I wrote this in 2010, after I worked for three months at Madigan Army Hospital. I really enjoyed working there. It was the first time since residency that I had worked in a big hospital — 450 beds — and in a not rural setting. I kept asking to work with residents and eventually the Captain and I worked it out to both our satisfactions.

______________________________________

During my three months temp job at a nearby Army Hospital, I am asked to help the Family Medicine Inpatient Team (FMIT) whenever a faculty member is sick or out or deployed, which turns out to be fairly often. I enjoy this because I want to work with residents, Family Practice doctors in training. It is very interesting to be at a training program, watch the other faculty and work at a 400 bed hospital instead of my usual 25 bed one.

Two patients need to be admitted at the same time on our call day, so the second year resident takes one and I take the other. The report on mine is an 82 year old male veteran, coughing for three weeks, emergency room diagnosis is pneumonia.

The resident soon catches up with me because her person is too sick and gets diverted to the ICU. Mr. T, our gentleman, is a vague historian. He says that he has always coughed since he quit smoking 15 years ago and he can’t really describe his problem. He’d gotten up at 4:30 to walk around the assisted living; that is normal for him because he still does some o the maintenance. He had either felt bad then or after going back to sleep in a chair and waking at 10. “I didn’t feel good. I knew I shouldn’t drive.”

He’s had a heart attack in the past and heart bypass surgery. Records are vague. The radiologist reads the chest xrays essentially as, “Looks just like the one 3 months ago but we can’t guarantee that there isn’t a pneumonia or something in there.” He has a slightly elevated white blood cell count, no fever, and by then I do a Mini-mental status exam. He scores 22 out of 30. That could mean right on the edge of moderate dementia, or it could be delirium. I get his permission to call his wife.

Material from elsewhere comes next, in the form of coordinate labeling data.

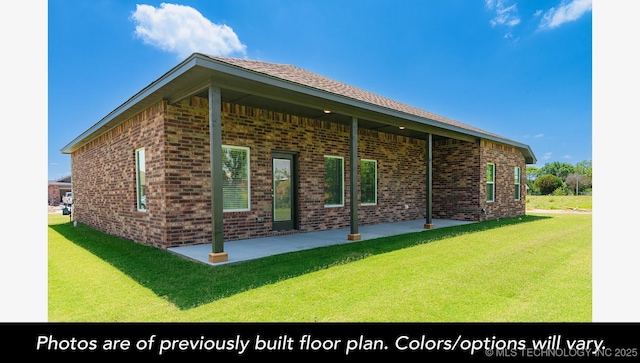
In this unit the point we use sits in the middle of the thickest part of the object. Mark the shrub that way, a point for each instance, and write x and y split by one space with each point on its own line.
548 183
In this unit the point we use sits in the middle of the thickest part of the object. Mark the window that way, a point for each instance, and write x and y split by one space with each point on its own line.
491 178
141 181
516 183
236 191
368 182
333 181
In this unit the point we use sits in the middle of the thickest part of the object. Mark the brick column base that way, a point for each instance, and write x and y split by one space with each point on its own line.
218 257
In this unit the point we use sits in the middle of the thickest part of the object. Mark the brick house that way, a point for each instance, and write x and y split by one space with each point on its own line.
221 149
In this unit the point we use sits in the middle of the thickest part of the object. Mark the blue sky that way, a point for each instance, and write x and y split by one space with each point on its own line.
521 69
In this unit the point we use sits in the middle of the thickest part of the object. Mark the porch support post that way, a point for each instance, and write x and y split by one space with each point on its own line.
429 222
353 179
215 147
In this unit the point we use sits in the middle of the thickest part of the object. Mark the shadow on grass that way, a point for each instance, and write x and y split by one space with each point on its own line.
188 284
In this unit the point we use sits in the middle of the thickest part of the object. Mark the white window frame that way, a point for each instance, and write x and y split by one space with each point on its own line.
375 181
248 166
342 181
492 182
139 206
517 176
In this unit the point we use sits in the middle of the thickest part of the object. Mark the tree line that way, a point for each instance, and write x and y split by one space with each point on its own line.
558 178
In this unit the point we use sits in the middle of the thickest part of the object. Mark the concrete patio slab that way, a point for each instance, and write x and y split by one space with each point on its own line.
249 249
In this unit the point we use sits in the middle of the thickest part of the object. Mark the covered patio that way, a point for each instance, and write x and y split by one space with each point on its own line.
249 249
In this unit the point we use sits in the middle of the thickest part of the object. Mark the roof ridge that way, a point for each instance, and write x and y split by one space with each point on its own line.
326 84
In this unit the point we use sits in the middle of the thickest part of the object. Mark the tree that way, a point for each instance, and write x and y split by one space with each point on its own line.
561 170
577 183
585 168
548 183
532 172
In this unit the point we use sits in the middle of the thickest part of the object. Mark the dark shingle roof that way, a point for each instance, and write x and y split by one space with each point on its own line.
300 76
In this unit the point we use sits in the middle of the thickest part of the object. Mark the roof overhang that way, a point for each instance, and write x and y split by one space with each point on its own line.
195 74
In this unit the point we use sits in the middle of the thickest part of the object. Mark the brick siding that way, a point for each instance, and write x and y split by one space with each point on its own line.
176 141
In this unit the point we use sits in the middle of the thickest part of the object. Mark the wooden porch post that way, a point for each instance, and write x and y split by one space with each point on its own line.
215 146
429 222
353 179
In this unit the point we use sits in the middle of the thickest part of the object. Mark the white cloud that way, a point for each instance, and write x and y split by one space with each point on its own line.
505 15
569 10
183 30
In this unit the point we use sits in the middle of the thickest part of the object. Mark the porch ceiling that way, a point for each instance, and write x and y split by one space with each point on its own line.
194 75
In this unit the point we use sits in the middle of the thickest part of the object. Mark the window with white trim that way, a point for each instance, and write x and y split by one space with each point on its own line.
333 181
491 182
516 183
141 181
236 185
368 182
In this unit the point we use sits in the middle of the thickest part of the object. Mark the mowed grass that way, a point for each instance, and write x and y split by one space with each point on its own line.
564 202
531 269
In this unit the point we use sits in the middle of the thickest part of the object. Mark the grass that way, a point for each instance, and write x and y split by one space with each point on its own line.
537 268
554 202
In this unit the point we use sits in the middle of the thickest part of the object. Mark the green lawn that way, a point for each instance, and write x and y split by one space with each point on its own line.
554 202
537 268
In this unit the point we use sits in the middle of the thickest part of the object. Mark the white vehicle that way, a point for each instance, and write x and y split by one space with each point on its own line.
67 199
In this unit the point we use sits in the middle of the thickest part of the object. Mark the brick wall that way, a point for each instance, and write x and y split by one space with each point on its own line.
104 179
400 183
505 159
456 180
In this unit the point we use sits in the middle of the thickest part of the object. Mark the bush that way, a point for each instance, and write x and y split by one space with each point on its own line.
547 184
560 191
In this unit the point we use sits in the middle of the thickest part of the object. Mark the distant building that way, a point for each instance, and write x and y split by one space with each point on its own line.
57 188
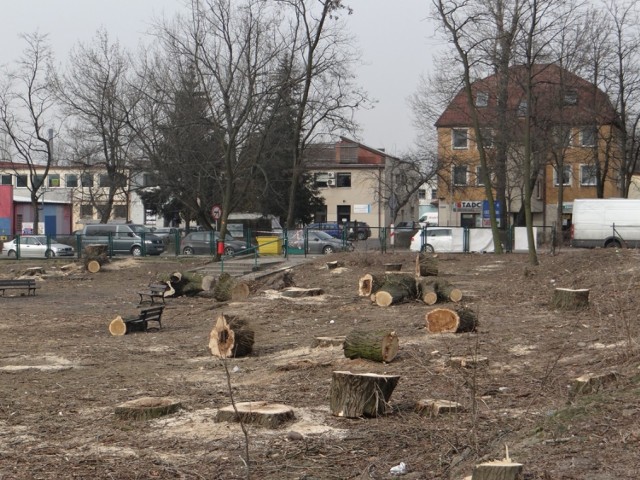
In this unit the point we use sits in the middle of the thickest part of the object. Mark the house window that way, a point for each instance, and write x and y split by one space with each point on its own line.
460 175
54 180
482 99
570 97
343 179
21 180
522 108
71 180
566 175
86 210
459 137
86 180
588 175
589 136
321 179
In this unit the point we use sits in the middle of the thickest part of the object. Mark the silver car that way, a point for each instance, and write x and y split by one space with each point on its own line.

“Oh, his memory has been bad since he spent a year in a chair telling them not to amputate his toes. And he was on antibiotics the whole time. He wasn’t the same after that. This morning he just said he didn’t feel right and that he shouldn’t drive.” So his wife called an ambulance.

The third year chief resident comes by and wants to know the admitting diagnosis. “Old guy, don’t know.” is my reply. “Either pneumonia or a urinary tract infection or a heart attack maybe with delirium or dementia or both.

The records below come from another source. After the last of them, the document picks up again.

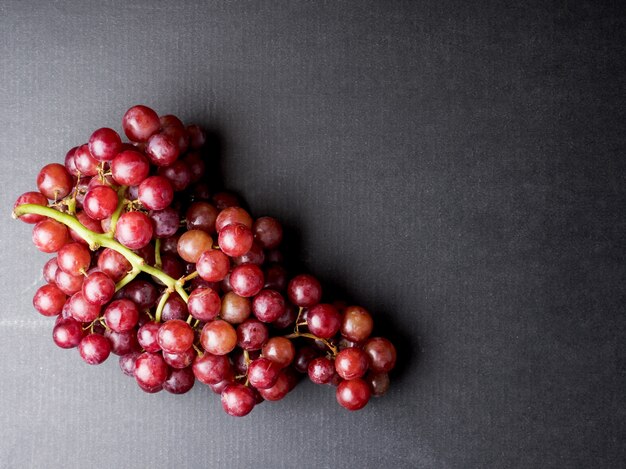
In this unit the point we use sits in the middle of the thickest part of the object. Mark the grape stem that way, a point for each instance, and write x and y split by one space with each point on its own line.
97 240
121 192
308 335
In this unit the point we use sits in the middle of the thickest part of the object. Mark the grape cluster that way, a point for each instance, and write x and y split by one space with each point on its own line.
183 284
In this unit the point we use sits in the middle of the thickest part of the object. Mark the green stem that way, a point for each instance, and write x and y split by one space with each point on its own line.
96 240
129 277
157 253
161 305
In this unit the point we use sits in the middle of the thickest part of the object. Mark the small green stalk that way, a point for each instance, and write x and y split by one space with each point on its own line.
97 240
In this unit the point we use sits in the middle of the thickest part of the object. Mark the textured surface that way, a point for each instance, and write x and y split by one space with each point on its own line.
457 169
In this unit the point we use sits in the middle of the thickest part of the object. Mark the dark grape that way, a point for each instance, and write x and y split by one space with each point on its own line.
268 232
351 363
381 353
238 400
304 290
356 324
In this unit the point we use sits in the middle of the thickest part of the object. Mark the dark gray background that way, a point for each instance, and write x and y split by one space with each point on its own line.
458 169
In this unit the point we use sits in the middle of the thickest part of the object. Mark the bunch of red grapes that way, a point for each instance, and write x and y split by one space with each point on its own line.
183 284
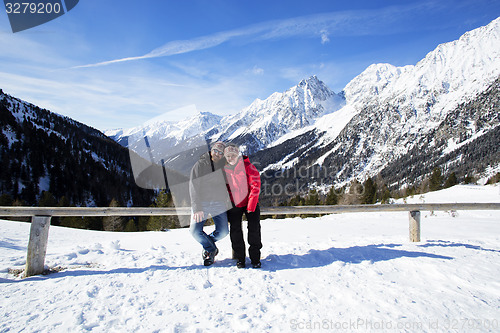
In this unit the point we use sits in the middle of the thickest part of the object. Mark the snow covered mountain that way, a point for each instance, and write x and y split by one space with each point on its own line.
382 117
255 127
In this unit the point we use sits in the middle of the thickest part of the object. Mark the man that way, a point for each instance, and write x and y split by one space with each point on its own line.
208 191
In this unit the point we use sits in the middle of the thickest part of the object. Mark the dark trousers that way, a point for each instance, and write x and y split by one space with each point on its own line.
235 216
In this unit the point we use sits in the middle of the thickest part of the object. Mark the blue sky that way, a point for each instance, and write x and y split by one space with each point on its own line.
112 64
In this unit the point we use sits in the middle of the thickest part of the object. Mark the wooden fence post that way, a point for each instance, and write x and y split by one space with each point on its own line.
414 226
37 246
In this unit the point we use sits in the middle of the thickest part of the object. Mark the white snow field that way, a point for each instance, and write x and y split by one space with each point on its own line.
345 272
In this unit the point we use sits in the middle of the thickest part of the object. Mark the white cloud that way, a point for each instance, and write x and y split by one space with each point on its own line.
324 37
350 23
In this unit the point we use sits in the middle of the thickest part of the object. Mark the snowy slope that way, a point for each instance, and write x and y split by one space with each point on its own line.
343 273
391 112
255 127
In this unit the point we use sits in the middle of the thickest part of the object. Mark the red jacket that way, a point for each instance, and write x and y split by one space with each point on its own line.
243 183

The second year is helping me put in the computer orders, because I am terrible at it still. She could put them in upside down and asleep. “Why are we admitting him, anyhow? We can’t really find anything wrong, why not just send him home?”

“We can’t send him home because he can’t tell us what’s wrong. He might have an infection but he might not, and he has a really bad heart. If we send him home and he has a heart attack tonight, we would feel really bad. And he might die.”

I was getting a cold. I had planned to ask to work a half day but half the team was out sick so I just worked. But by morning I had no voice and felt awful. I call in sick.

At noon the phone rings. It is the second year. “You know Mr. T, who we admitted last night?”

“Yes,” I say.

“He had that heart attack during the night. Got taken to the cath lab. You made me look really good.” We had worked on the assumption that it could be early in a heart attack though the first labs and the ECG were negative. I had insisted on cardiac monitoring and repeating the enzymes. The resident had finished the note after I left and the night team had gotten the second and abnormal set of enzymes.

82 year olds are tricky. With some memory loss he couldn’t tell us much except that “I don’t feel right.” He was right not to drive and we were right to keep him in the hospital. And if it had all been normal in the morning, I still would not have felt bad about it. The residents are looking for a definitive diagnosis, but sometimes it’s “Old guy, don’t know,” until you do know.